Git Product home page Git Product logo

oozie-distcp_template's Introduction

oozie-distcp_template

Problem Description:

This article will help with writing a Oozie Distcp Action workflow to run copy HDFS data across two HDFS HA cluster without updating HA configuration of both clusters on the Server side.

Background:

To run Hadoop distcp command on a Cluster with NameNode High Availability (HA) enabled, the following is required:

  1. Adding of nameservice information of both Source and destination cluster
  2. Restarting of the services.

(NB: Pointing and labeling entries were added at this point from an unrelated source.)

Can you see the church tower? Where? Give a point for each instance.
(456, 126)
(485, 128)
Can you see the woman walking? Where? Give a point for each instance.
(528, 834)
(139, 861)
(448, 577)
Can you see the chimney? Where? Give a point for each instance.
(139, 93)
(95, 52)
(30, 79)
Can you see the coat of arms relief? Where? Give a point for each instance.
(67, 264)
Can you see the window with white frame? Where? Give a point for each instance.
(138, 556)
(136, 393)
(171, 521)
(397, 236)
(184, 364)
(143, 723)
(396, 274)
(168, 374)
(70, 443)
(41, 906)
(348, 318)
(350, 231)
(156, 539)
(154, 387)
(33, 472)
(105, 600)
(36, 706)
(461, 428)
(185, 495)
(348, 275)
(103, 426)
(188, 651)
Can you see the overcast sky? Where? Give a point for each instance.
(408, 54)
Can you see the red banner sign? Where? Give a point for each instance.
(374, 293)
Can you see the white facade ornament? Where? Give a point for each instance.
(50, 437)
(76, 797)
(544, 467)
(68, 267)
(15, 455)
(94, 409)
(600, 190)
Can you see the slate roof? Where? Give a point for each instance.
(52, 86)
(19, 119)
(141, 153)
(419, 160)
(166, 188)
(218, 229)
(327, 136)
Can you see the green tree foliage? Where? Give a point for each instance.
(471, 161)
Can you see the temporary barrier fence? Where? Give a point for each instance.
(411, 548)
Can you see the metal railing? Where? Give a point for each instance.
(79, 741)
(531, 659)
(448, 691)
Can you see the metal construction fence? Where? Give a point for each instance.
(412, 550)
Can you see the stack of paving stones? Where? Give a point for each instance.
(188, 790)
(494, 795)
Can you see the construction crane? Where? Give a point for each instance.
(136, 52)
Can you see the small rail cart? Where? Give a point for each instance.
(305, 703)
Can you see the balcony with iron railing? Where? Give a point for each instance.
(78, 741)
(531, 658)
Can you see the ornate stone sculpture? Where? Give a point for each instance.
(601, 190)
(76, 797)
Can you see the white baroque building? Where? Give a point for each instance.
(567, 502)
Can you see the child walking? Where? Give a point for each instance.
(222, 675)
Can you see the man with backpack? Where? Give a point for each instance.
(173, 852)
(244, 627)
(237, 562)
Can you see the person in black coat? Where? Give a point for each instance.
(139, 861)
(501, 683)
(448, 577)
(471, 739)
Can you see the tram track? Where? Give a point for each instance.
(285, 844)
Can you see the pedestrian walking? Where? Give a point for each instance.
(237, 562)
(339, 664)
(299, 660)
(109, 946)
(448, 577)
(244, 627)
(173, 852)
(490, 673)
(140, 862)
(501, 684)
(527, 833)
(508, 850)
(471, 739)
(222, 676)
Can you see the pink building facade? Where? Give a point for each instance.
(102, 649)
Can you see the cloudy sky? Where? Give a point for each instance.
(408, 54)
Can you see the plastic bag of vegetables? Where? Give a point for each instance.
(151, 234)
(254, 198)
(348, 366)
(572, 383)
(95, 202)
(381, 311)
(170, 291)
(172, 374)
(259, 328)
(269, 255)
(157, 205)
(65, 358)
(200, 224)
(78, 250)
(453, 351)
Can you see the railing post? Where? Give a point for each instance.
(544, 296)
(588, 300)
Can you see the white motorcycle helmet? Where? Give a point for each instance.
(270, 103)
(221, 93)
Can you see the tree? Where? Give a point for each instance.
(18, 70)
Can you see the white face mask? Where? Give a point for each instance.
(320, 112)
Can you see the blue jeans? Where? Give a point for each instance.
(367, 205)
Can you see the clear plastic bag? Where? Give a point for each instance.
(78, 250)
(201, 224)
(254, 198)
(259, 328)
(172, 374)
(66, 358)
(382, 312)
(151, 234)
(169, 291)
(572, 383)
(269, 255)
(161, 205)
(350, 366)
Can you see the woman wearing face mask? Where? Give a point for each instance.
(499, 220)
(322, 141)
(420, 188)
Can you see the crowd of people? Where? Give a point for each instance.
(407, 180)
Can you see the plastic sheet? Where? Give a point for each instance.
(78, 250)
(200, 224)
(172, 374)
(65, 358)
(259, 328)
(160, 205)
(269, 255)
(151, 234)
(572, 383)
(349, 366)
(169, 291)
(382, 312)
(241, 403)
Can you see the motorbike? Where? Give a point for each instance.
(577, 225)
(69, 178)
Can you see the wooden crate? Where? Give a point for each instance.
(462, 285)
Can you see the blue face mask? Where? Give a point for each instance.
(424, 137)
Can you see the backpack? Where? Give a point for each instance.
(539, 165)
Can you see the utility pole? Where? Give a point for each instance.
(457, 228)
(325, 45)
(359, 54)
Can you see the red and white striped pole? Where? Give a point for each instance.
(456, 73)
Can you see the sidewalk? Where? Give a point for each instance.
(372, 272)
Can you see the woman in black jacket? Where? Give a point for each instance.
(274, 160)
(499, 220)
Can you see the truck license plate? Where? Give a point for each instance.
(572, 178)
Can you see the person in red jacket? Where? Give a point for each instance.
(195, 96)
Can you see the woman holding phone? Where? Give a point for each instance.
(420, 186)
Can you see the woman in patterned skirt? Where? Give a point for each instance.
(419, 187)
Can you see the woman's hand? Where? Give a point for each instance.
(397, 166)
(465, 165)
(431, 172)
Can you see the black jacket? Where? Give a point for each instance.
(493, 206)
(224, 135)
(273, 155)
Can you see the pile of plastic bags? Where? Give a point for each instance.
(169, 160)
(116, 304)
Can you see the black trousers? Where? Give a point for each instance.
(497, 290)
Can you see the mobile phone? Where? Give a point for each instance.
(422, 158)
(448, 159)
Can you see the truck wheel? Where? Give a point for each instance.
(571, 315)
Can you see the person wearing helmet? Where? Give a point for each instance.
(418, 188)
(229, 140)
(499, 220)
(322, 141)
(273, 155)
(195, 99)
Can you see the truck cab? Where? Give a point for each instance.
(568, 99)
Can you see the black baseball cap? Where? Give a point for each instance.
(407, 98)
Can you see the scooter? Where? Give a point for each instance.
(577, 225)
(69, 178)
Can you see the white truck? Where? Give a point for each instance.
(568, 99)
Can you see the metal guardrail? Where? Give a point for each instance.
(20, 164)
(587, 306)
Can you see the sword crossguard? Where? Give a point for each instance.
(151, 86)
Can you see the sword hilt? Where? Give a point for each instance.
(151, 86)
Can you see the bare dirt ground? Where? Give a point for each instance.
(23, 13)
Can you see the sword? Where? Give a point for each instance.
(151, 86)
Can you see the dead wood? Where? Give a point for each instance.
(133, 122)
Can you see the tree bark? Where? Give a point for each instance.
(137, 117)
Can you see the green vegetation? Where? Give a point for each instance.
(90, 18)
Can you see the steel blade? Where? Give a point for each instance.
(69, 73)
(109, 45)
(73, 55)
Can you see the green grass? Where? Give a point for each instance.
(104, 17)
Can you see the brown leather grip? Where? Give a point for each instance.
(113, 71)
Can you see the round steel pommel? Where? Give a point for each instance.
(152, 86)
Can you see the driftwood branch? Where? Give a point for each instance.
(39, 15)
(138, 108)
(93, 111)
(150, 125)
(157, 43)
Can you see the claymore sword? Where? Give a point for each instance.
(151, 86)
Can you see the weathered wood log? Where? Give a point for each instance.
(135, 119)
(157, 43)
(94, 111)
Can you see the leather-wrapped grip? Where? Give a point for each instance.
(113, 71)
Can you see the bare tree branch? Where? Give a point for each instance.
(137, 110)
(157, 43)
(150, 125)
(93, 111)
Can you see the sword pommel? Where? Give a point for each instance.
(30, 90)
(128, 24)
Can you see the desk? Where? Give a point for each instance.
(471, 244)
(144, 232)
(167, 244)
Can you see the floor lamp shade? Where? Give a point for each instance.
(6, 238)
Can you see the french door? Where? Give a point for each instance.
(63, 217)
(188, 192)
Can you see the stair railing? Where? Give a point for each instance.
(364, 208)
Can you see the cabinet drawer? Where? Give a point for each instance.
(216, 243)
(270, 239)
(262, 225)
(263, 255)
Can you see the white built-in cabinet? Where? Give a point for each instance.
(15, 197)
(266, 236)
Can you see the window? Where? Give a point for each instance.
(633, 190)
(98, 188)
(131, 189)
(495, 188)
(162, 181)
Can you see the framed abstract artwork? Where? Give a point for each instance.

The reason being that YARN ResourceManager renews delegation tokens for applications.

Solution

To avoid server side configuration, the MapReduce jobs can send the configurations to RM at runtime and RM uses these configurations to renew tokens via "mapreduce.job.send-token-conf" We can leverage the same via Oozie Distcp Action.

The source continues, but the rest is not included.